![]() |
MAGMA
1.6.3
Matrix Algebra for GPU and Multicore Architectures
|
The interface for MAGMA is similar to LAPACK, to facilitate porting existing codes.
Many routines have the same base names and the same arguments as LAPACK. In some cases, MAGMA needs larger workspaces or some additional arguments in order to implement an efficient algorithm.
There are several classes of routines in MAGMA:
A brief summary of routines is given here. Full descriptions of individual routines are given in the Modules section.
Driver & computational routines have a magma_
prefix. These are generally hybrid CPU/GPU algorithms. A suffix indicates in what memory the matrix starts and ends, not where the computation is done.

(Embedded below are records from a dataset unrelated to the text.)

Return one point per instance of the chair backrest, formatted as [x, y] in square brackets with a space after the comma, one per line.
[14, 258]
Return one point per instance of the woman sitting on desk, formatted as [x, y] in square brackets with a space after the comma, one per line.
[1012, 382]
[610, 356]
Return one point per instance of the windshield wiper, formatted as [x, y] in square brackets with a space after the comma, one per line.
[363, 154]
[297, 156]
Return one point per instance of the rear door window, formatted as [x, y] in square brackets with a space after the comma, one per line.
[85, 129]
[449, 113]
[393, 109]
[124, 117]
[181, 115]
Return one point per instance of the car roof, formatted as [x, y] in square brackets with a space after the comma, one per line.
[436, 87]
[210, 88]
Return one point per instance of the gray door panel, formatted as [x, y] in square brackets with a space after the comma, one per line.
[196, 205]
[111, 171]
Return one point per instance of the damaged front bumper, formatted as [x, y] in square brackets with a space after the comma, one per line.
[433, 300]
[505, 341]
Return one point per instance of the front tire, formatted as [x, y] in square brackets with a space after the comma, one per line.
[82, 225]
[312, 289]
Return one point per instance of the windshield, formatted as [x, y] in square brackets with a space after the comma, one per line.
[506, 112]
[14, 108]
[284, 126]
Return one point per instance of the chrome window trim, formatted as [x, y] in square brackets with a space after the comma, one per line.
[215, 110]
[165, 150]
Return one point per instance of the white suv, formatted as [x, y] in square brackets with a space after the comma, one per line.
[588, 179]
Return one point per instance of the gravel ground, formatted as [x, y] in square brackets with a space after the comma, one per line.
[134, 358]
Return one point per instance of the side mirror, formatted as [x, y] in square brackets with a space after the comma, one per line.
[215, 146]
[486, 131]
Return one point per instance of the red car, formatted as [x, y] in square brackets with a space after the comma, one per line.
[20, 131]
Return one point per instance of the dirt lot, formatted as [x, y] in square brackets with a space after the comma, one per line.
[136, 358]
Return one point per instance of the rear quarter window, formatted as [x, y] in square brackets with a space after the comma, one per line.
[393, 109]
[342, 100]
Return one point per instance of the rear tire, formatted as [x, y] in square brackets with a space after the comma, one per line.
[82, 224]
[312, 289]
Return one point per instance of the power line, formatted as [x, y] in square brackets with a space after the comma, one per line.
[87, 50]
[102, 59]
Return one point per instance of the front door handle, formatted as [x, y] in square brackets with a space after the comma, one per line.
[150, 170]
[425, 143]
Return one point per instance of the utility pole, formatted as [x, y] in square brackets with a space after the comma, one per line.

Suffix | Example | Description |
---|---|---|
none | magma_dgetrf | hybrid CPU/GPU routine where the matrix is initially in CPU host memory. |
_m | magma_dgetrf_m | hybrid CPU/multiple-GPU routine where the matrix is initially in CPU host memory. |
_gpu | magma_dgetrf_gpu | hybrid CPU/GPU routine where the matrix is initially in GPU device memory. |
_mgpu | magma_dgetrf_mgpu | hybrid CPU/multiple-GPU routine where the matrix is distributed across multiple GPUs' device memories. |
In general, MAGMA follows LAPACK's naming conventions. The base name of each routine has a one letter precision (occasionally two letters), two letter matrix type, and usually a 2-3 letter routine name. For example, DGETRF is D (double-precision), GE (general matrix), TRF (triangular factorization).
Precision | Description |
---|---|
s | single real precision (float) |
d | double real precision (double) |
c | single-complex precision (magmaFloatComplex) |
z | double-complex precision (magmaDoubleComplex) |
sc | single-complex input with single precision result (e.g., scnrm2) |
dz | double-complex input with double precision result (e.g., dznrm2) |
ds | mixed-precision algorithm (double and single, e.g., dsgesv) |
zc | mixed-precision algorithm (double-complex and single-complex, e.g., zcgesv) |
Matrix type | Description |
---|---|
ge | general matrix |
sy | symmetric matrix, can be real or complex |
he | Hermitian (complex) matrix |
po | positive definite, symmetric (real) or Hermitian (complex) matrix |
tr | triangular matrix |
or | orthogonal (real) matrix |
un | unitary (complex) matrix |
Driver routines solve an entire problem.
Name | Description |
---|---|
gesv, posv | solve linear system, AX = B |
gels | least squares solve, AX = B |
geev, syev, heev | eigenvalue solver, AX = X Lambda |
syevd, heevd | eigenvalue solver using divide & conquer |
sygvd, hegvd | generalized eigenvalue solver, AX = BX Lambda |
gesvd | singular value decomposition (SVD), A = U Sigma V^H |
gesdd | SVD using divide & conquer |
Computational routines solve one piece of a problem. Typically, driver routines call several computational routines to solve the entire problem. Here, curly braces { } group similar routines. Starred * routines are not yet implemented in MAGMA.
Name | Description |
---|---|
: Triangular factorizations : | Description |
getrf, potrf | triangular factorization (LU, Cholesky) |
getrs, potrs | triangular forward and back solve |
getri, potri | triangular inverse |
getf2, potf2 | triangular panel factorization (BLAS-2) |
. Orthogonal factorizations | Description |
ge{qrf, qlf, lqf, rqf*} | QR, QL, LQ, RQ factorization |
geqp3 | QR with column pivoting (BLAS-3) |
or{mqr, mql, mlq, mrq*} | multiply by Q after factorization (real) |
un{mqr, mql, mlq, mrq*} | multiply by Q after factorization (complex) |
or{gqr, gql*, glq*, grq*} | generate Q after factorization (real) |
un{gqr, gql*, glq*, grq*} | generate Q after factorization (complex) |
geqr2 | QR panel factorization (BLAS-2) |
. Eigenvalue & SVD | Description |
gehrd | Hessenberg reduction (in geev) |
sytrd, hetrd | tridiagonal reduction (in syev, heev) |
gebrd | bidiagonal reduction (in gesvd) |
There are many other computational routines that are mostly internal to MAGMA and LAPACK, and not commonly called by end users.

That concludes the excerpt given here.